Any profits earned through the store will go back into funding internships. Any quality clothes that don’t sell will be donated to recycling programs to either be repurposed or brought to communities in India and Africa.

For Elias, the store is a way to cope and express her grief and turn the negative energy of her daughter’s loss into something positive.

“That night that we were in the hospital and on the floor on an air mattress and Carter was in the hospital bed and Brooklyn had just passed away that day. It was pitch black in the room and I was just weeping,” Elias said. “And I couldn’t see my husband’s face. In the darkness of night, you know, he doesn’t remember saying it, but I don’t think it was for him to remember. I think I needed to hear it. He said to me, ‘We have two choices: We can choose to live this life that we are called to live and walk alongside people that are in a similar situation as us. Or we can choose to be angry and be miserable for the rest of our days.’

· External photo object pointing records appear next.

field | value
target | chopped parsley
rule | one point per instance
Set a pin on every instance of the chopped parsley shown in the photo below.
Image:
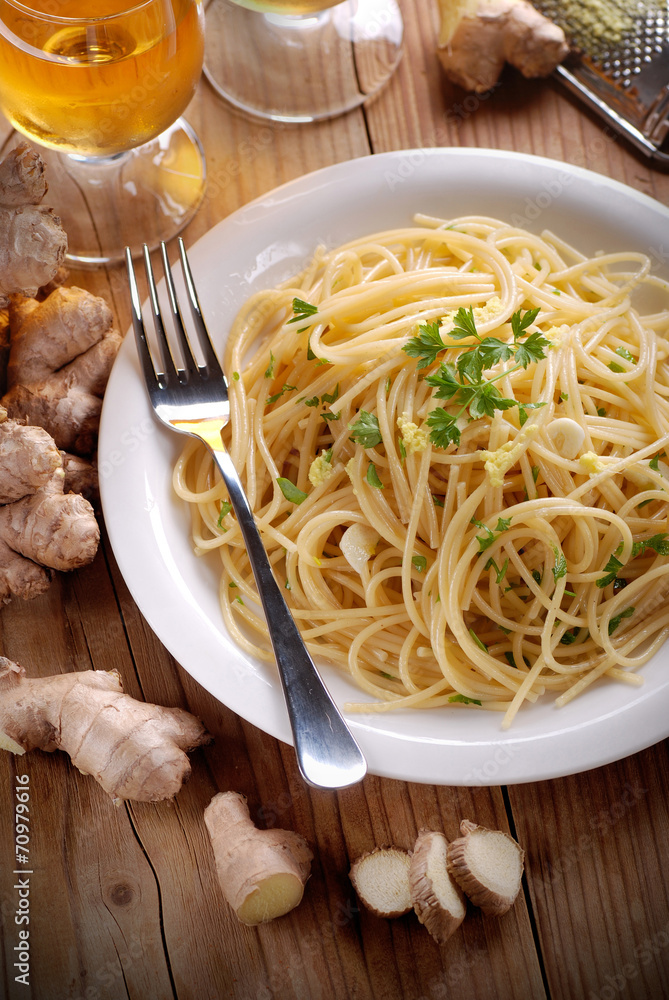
(462, 699)
(290, 490)
(302, 311)
(463, 382)
(366, 431)
(372, 477)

“And so I had to get to the point where instead of saying, ‘Why me?’ I would say, ‘Why not me?’ Because so much happens to people, right? Everybody has a story. And I feel like my story is to explain to people that grief is real, grief is hard, and that no matter how much time passes, you still need to have empathy for people. It still hurts and it’s still raw. But you can smile, you can come out on the other side. There is joy. You can find purpose.”